DBT Basics

A quick Introduction to DBT

DBT is pretty powerful and you can do a lot of fancy stuff with it. But let's keep it simple first and focus on the basic dbt project structure first:

my_dbt_project
├── dbt_project.yaml
├── profiles.yaml
└── models
    ├── pokemon__model_a.sql
    ├── pokemon__model_b.sql
    ├── ...
    └── schema.yaml

`dbt_project.yaml`

In the dbt_project.yaml, you can define the metadata of your project. For example:

Naming
How to store your tables?
Defining directories

An example model dbt_project.yaml file

name: 'pokemon_analytics'
version: '1.0.0'
config-version: 2

profile: 'postgres'

model-paths: ["models"]

target-path: "target"  
clean-targets:         
- "target"
- "dbt_packages"

models:
    pokemon_analytics:
        materialized: table
        intermediate:
        +schema: intermediate
        analytics:
        +schema: analytics

`profiles.yaml`

The profiles.yaml holds all of your connection information. Here you can add multiple outputs (for example database environments).

An example model profiles.yaml file

postgres:
target: dev
outputs:
    dev:
    type: postgres
    host: localhost
    port: 5432
    dbname: pokemon
    user: postgre

`models/`

DBT uses the term model to define a sql logic.
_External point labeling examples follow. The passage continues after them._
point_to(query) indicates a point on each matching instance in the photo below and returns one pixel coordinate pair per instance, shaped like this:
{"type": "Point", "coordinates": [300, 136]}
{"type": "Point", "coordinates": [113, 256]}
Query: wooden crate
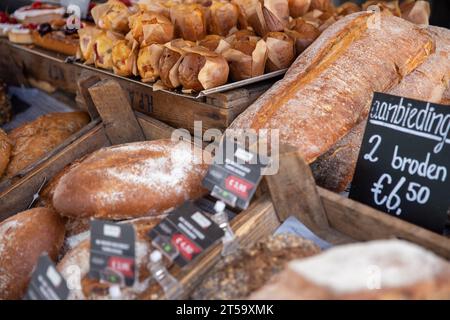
{"type": "Point", "coordinates": [37, 67]}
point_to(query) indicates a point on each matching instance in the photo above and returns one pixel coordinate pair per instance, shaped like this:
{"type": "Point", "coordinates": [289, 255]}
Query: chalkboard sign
{"type": "Point", "coordinates": [404, 162]}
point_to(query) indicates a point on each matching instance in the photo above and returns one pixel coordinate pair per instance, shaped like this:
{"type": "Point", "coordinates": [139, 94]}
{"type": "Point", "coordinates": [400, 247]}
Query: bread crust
{"type": "Point", "coordinates": [24, 237]}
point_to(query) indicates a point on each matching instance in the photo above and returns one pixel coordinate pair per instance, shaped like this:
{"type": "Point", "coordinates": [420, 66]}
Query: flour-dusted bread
{"type": "Point", "coordinates": [5, 151]}
{"type": "Point", "coordinates": [385, 269]}
{"type": "Point", "coordinates": [334, 170]}
{"type": "Point", "coordinates": [131, 180]}
{"type": "Point", "coordinates": [23, 238]}
{"type": "Point", "coordinates": [75, 265]}
{"type": "Point", "coordinates": [37, 138]}
{"type": "Point", "coordinates": [244, 272]}
{"type": "Point", "coordinates": [328, 89]}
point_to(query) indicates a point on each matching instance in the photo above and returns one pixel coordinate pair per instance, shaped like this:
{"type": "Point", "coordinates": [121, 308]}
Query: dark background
{"type": "Point", "coordinates": [440, 15]}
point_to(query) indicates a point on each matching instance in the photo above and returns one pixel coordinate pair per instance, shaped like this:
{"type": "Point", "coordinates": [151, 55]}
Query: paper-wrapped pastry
{"type": "Point", "coordinates": [222, 17]}
{"type": "Point", "coordinates": [417, 12]}
{"type": "Point", "coordinates": [303, 33]}
{"type": "Point", "coordinates": [347, 8]}
{"type": "Point", "coordinates": [124, 56]}
{"type": "Point", "coordinates": [170, 60]}
{"type": "Point", "coordinates": [247, 58]}
{"type": "Point", "coordinates": [189, 21]}
{"type": "Point", "coordinates": [276, 14]}
{"type": "Point", "coordinates": [148, 62]}
{"type": "Point", "coordinates": [390, 6]}
{"type": "Point", "coordinates": [298, 8]}
{"type": "Point", "coordinates": [280, 51]}
{"type": "Point", "coordinates": [150, 27]}
{"type": "Point", "coordinates": [103, 46]}
{"type": "Point", "coordinates": [214, 43]}
{"type": "Point", "coordinates": [202, 69]}
{"type": "Point", "coordinates": [88, 35]}
{"type": "Point", "coordinates": [112, 15]}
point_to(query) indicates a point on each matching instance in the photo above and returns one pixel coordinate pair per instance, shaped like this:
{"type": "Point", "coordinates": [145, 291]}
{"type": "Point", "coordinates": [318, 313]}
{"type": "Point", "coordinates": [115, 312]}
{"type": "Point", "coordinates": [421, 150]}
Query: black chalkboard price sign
{"type": "Point", "coordinates": [404, 162]}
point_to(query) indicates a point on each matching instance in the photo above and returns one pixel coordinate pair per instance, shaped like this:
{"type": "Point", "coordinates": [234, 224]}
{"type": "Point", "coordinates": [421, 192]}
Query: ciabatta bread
{"type": "Point", "coordinates": [328, 89]}
{"type": "Point", "coordinates": [131, 180]}
{"type": "Point", "coordinates": [386, 269]}
{"type": "Point", "coordinates": [23, 238]}
{"type": "Point", "coordinates": [334, 170]}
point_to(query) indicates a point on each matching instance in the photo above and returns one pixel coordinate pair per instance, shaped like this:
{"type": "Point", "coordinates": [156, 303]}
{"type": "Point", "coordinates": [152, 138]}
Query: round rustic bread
{"type": "Point", "coordinates": [37, 138]}
{"type": "Point", "coordinates": [131, 180]}
{"type": "Point", "coordinates": [244, 272]}
{"type": "Point", "coordinates": [5, 152]}
{"type": "Point", "coordinates": [23, 238]}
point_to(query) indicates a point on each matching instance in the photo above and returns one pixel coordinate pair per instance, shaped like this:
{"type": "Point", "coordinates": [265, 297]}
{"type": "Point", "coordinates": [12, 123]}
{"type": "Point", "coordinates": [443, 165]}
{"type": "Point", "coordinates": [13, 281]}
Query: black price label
{"type": "Point", "coordinates": [404, 161]}
{"type": "Point", "coordinates": [46, 282]}
{"type": "Point", "coordinates": [112, 256]}
{"type": "Point", "coordinates": [234, 175]}
{"type": "Point", "coordinates": [185, 234]}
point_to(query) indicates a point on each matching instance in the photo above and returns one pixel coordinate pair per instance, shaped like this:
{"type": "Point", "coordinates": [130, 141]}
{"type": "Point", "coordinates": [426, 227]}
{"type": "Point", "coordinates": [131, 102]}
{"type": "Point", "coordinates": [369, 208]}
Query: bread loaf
{"type": "Point", "coordinates": [131, 180]}
{"type": "Point", "coordinates": [328, 89]}
{"type": "Point", "coordinates": [37, 138]}
{"type": "Point", "coordinates": [240, 274]}
{"type": "Point", "coordinates": [75, 266]}
{"type": "Point", "coordinates": [334, 170]}
{"type": "Point", "coordinates": [387, 269]}
{"type": "Point", "coordinates": [23, 238]}
{"type": "Point", "coordinates": [5, 152]}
So each model represents a .sql file. In the models directory, you can also use subdirectories to organize your models (e.g. "finance models", "marketing models", etc.).

Within your models directory, you can also create documentation and declare tests for your models. You can do that by simply creating another .yaml file and fill it with the required information.

An example model schema.yaml file

version: 2
models:
- name: pokemon__model_a
description: This table is super nice!
columns:
    - name: pokemon_id
    desription: Unique identifier for a pokemon.
    tests:
        - unique
        - not_null

With this .yaml we are saying, that the column pokemon_id in the model pokemon__model_a should be unique and not null.

DBT will then automatically test this for us and throw an error, if the test fails.

`ref()`

As mentioned above, dbt is using jinja templating to boost your SQL development.

Maybe the most famous use of jinja in DBT is the ref() function, which is used to reference other DBT models.

-- With the ref() function you can reference other DBT models:
-- -- -- -- -- -- -- -- -- -- -- -- -- -- -- -- -- -- -- -- -- -- -- -- 
SELECT 
    *
FROM 
    {{ ref(my_table) }} 

-- This compiles to this:
-- -- -- -- -- -- -- -- -- -- -- -- -- -- -- -- -- -- -- -- -- -- -- -- 
SELECT 
    *
FROM
    my_schema.my_table

Running dbt

There are multiple DBT commands to choose from. Here are the basic ones:

dbt run     # creates all models
dbt test    # runs all tests
dbt build   # runs both commands for each model

With dbt run, dbt checks your models directory and runs all of your models in the correct order.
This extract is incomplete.